Admitido em 1937 como escriturário na Companhia Nacional de Navegação Costeira, Valdir Simões envolveu-se na política sindical, sendo eleito, em 1949, presidente do Sindicato dos Empregados em Navegação. Reeleito em 1951, coordenaria, dois anos depois, a bem sucedida greve nacional dos marítimos.
Bacharelou-se em 1952 em ciências jurídicas e sociais pela Faculdade de Direito da Universidade do Rio de Janeiro. No ano seguinte, foi aprovado por concurso para o cargo de procurador do Ministério dos Transportes.
No pleito de outubro de 1954 obteve uma suplência de deputado federal pelo Distrito Federal na legenda do Partido Trabalhista Brasileiro (PTB). Indicado pelo sindicato e nomeado pelo presidente Juscelino Kubitschek, representou os trabalhadores no conselho técnico do Departamento Nacional de Previdência Social (DNPS), entre 1955 e 1956. De 1956 a 1957, presidiu o Instituto de Aposentadoria e Pensões dos Marítimos (IAPM). Novamente candidato no pleito de outubro de 1958, ainda pela legenda do PTB, conseguiu eleger-se deputado federal pelo Distrito Federal, assumindo sua cadeira em fevereiro do ano seguinte.
De volta à presidência do IAPM, manteve-se afastado do cargo a partir de fevereiro de 1961, enquanto uma comissão criada pelo presidente Jânio Quadros examinava sua gestão nesse instituto. A comissão, formada por um oficial das forças armadas, um bacharel em direito e um contador, foi transformada em comissão de inquérito no mês de maio.
Na Câmara apoiou a Frente Parlamentar Nacionalista (FPN), organização interpartidária criada em 1956, que tinha como metas o combate ao capital estrangeiro e à remessa de lucros, e a defesa de uma política de desenvolvimento autônomo da economia nacional. Foi reeleito deputado federal em outubro de 1962, dessa vez pelo estado da Guanabara, na legenda da Aliança Socialista Trabalhista, formada pelo PTB e pelo Partido Socialista Brasileiro (PSB).
Após o movimento político-militar de 31 de março de 1964, que depôs o presidente João Goulart, e com a extinção dos partidos políticos pelo Ato Institucional nº 2 (27/10/1965) e a posterior instauração do bipartidarismo, foi um dos fundadores do oposicionista Movimento Democrático Brasileiro (MDB), tornando-se presidente do diretório regional do partido na Guanabara.
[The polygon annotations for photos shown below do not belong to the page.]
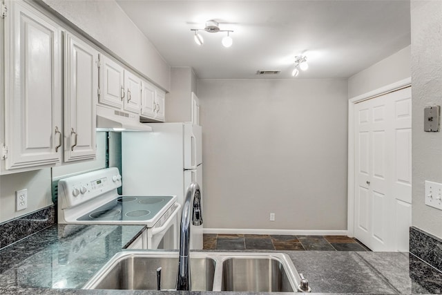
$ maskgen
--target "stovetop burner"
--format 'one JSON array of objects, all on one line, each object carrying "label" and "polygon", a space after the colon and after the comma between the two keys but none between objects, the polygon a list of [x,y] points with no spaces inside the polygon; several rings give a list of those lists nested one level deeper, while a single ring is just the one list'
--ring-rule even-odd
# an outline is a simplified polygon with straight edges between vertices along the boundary
[{"label": "stovetop burner", "polygon": [[138,201],[140,204],[156,204],[161,202],[164,202],[164,197],[152,197],[148,199],[140,200]]},{"label": "stovetop burner", "polygon": [[148,220],[173,198],[164,196],[119,196],[77,218],[79,221]]},{"label": "stovetop burner", "polygon": [[112,217],[116,216],[121,213],[121,211],[116,209],[111,209],[110,210],[100,210],[92,212],[90,214],[89,214],[89,217],[94,219],[111,218]]},{"label": "stovetop burner", "polygon": [[117,202],[132,202],[137,200],[135,197],[118,197]]},{"label": "stovetop burner", "polygon": [[135,210],[131,211],[131,212],[128,212],[126,213],[126,216],[131,217],[141,217],[146,216],[151,213],[151,211],[148,210]]}]

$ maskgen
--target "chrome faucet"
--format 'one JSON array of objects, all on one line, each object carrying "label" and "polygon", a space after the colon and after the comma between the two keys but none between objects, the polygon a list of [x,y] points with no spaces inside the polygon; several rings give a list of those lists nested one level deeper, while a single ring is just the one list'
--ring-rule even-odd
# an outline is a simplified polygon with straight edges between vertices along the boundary
[{"label": "chrome faucet", "polygon": [[[193,211],[191,211],[192,209]],[[200,186],[196,182],[191,183],[187,187],[186,199],[181,213],[180,260],[178,262],[177,290],[189,291],[191,289],[191,264],[189,259],[191,221],[195,226],[202,225],[201,193],[200,192]]]}]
Em 1965, aposentou-se como procurador do Ministério dos Transportes. Foi reeleito deputado federal pelo MDB da Guanabara em novembro de 1966. Durante seu mandato presidiu as comissões parlamentares de inquérito (CPI) sobre a pesca, o Lóide Brasileiro e o Instituto Nacional de Previdência Social (INPS). Em fevereiro de 1969, quando seu nome era apontado como provável candidato ao governo do estado, com considerável apoio do MDB na Assembleia Legislativa, teve seu mandato cassado e seus direitos políticos suspensos por dez anos, por meio do Ato Institucional nº 5, editado em dezembro do ano anterior.
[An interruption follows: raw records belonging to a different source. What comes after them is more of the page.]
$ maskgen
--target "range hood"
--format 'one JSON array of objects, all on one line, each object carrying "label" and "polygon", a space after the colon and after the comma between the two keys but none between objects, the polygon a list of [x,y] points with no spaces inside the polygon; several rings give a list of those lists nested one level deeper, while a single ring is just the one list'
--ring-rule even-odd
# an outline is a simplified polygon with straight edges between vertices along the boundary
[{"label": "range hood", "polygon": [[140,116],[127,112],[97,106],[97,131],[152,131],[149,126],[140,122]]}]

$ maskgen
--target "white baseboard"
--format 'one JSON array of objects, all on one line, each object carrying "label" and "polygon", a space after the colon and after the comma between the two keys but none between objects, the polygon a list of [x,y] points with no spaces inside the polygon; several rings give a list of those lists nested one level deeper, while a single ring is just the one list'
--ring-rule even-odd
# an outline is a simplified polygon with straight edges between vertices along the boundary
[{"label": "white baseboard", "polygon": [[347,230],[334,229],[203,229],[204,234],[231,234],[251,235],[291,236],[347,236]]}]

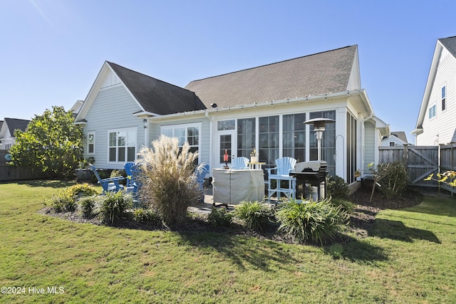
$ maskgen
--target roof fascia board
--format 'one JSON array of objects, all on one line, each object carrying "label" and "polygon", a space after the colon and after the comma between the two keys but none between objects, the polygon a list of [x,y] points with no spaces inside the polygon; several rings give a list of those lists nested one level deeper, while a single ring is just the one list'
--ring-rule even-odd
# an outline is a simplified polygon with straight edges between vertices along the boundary
[{"label": "roof fascia board", "polygon": [[205,110],[199,110],[197,111],[190,111],[190,112],[182,112],[179,113],[173,113],[168,114],[158,117],[150,117],[150,120],[158,121],[162,120],[167,120],[172,117],[187,117],[191,115],[204,115],[206,113],[212,114],[212,113],[219,113],[224,112],[234,111],[234,110],[243,110],[250,108],[264,108],[264,107],[274,107],[274,105],[285,105],[286,104],[299,103],[299,102],[306,102],[306,103],[314,103],[318,101],[323,101],[325,100],[328,99],[338,99],[342,97],[351,97],[351,96],[361,96],[361,100],[365,103],[365,105],[368,111],[370,113],[373,113],[372,110],[372,106],[370,105],[370,102],[369,101],[369,98],[366,93],[366,90],[364,89],[361,90],[346,90],[342,92],[337,93],[329,93],[326,94],[321,94],[317,95],[309,95],[304,97],[296,97],[294,98],[286,98],[279,100],[271,100],[266,101],[264,103],[254,103],[246,105],[236,105],[234,107],[225,107],[215,109],[205,109]]}]

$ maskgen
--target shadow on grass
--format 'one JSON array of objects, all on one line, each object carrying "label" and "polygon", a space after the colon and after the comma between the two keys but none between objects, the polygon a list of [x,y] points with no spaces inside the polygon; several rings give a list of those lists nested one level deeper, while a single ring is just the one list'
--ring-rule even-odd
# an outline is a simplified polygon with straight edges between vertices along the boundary
[{"label": "shadow on grass", "polygon": [[284,244],[271,240],[231,233],[180,232],[180,235],[203,251],[206,248],[222,253],[241,270],[246,269],[246,264],[264,271],[271,271],[278,267],[296,270],[295,265],[299,262]]},{"label": "shadow on grass", "polygon": [[368,234],[381,239],[390,239],[413,243],[414,239],[425,240],[441,243],[440,240],[432,231],[406,226],[400,221],[376,219],[375,225],[368,227]]},{"label": "shadow on grass", "polygon": [[343,258],[360,264],[370,264],[388,261],[383,248],[371,245],[366,241],[346,236],[345,243],[333,243],[323,247],[323,251],[333,258]]},{"label": "shadow on grass", "polygon": [[25,184],[29,187],[41,187],[51,188],[64,188],[76,184],[75,181],[61,181],[57,179],[33,179],[16,182],[18,184]]}]

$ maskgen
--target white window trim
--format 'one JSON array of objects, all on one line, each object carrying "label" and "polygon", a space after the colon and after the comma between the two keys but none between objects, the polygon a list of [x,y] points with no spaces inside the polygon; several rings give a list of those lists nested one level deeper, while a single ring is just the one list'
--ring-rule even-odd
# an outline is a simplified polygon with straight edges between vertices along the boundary
[{"label": "white window trim", "polygon": [[[193,122],[193,123],[187,123],[182,125],[162,125],[160,127],[160,134],[163,134],[163,131],[165,130],[172,130],[172,136],[175,135],[175,129],[182,129],[185,128],[185,140],[187,141],[187,130],[189,127],[197,127],[198,128],[198,163],[201,162],[201,142],[202,140],[202,136],[201,132],[202,132],[202,122]],[[190,147],[196,147],[195,145],[192,145]]]},{"label": "white window trim", "polygon": [[[125,159],[125,161],[120,161],[120,162],[112,162],[109,160],[109,133],[113,133],[113,132],[128,132],[128,131],[134,131],[136,133],[136,137],[135,139],[135,159],[136,159],[136,155],[138,154],[138,127],[124,127],[124,128],[120,128],[120,129],[110,129],[108,130],[108,145],[107,145],[107,156],[108,156],[108,164],[125,164],[125,162],[128,162],[127,159]],[[118,147],[116,145],[116,147]]]},{"label": "white window trim", "polygon": [[[89,152],[89,149],[88,149],[88,137],[91,134],[93,135],[93,152]],[[108,134],[108,136],[109,136],[109,134]],[[95,131],[88,131],[87,132],[87,154],[88,155],[95,154],[95,147],[96,146],[95,142],[96,142]]]}]

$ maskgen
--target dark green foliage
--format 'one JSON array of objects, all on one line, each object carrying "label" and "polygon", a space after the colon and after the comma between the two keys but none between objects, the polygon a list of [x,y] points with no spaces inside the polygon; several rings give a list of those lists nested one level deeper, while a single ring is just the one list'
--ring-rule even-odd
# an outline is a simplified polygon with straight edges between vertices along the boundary
[{"label": "dark green foliage", "polygon": [[96,196],[84,196],[79,199],[78,202],[81,206],[81,211],[83,215],[90,219],[93,216],[95,211],[95,206],[97,204],[97,198]]},{"label": "dark green foliage", "polygon": [[241,220],[249,229],[262,231],[271,221],[274,211],[259,201],[242,201],[234,207],[233,216]]},{"label": "dark green foliage", "polygon": [[14,132],[11,162],[30,167],[50,177],[69,178],[83,159],[82,127],[73,125],[71,111],[53,106],[31,120],[25,132]]},{"label": "dark green foliage", "polygon": [[138,208],[133,210],[133,221],[142,223],[158,224],[160,217],[152,209]]},{"label": "dark green foliage", "polygon": [[336,239],[347,214],[328,200],[291,201],[279,206],[276,217],[280,223],[278,231],[286,236],[299,242],[323,245]]},{"label": "dark green foliage", "polygon": [[45,201],[44,204],[51,207],[54,212],[72,212],[78,206],[75,196],[68,189],[60,190],[56,195]]},{"label": "dark green foliage", "polygon": [[133,199],[130,194],[121,191],[108,192],[101,201],[98,216],[105,222],[115,221],[128,217],[127,210],[132,208]]},{"label": "dark green foliage", "polygon": [[212,207],[212,211],[207,216],[207,221],[214,227],[228,227],[232,217],[232,214],[226,208]]},{"label": "dark green foliage", "polygon": [[341,177],[329,177],[326,182],[327,196],[335,199],[346,199],[348,196],[348,185]]},{"label": "dark green foliage", "polygon": [[400,195],[407,188],[409,182],[408,172],[402,162],[380,164],[377,166],[377,170],[378,172],[386,172],[378,182],[382,186],[379,187],[380,192],[387,199]]}]

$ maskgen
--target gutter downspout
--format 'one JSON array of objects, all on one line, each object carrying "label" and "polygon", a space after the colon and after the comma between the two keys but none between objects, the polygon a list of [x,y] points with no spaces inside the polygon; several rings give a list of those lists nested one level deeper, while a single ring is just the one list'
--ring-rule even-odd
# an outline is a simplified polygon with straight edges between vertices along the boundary
[{"label": "gutter downspout", "polygon": [[209,177],[212,176],[211,172],[212,170],[210,168],[212,166],[212,127],[213,127],[213,117],[209,116],[209,112],[206,111],[204,112],[204,116],[209,119]]},{"label": "gutter downspout", "polygon": [[[364,174],[364,162],[366,161],[366,146],[364,145],[365,144],[365,141],[366,141],[366,140],[364,140],[364,135],[365,135],[366,131],[364,130],[364,122],[366,122],[367,120],[370,120],[373,117],[373,113],[370,113],[370,115],[369,116],[368,116],[367,117],[363,119],[363,121],[361,122],[361,155],[362,155],[362,157],[361,157],[361,178],[363,178],[366,175]],[[375,156],[374,156],[374,161],[375,160]]]}]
Entre 1969 e 1970, dedicou-se apenas a seu escritório de advocacia, no Rio de Janeiro. Em 1971, foi contratado pela construtora Presidente, tornando-se no ano seguinte diretor da empresa. Ocupou esse cargo até 1992, quando aposentou-se pelo INSS. Não voltou a candidatar-se a qualquer cargo público.
Faleceu em 2010.
Foi casado com Maria da Conceição Simões, com quem teve dois filhos.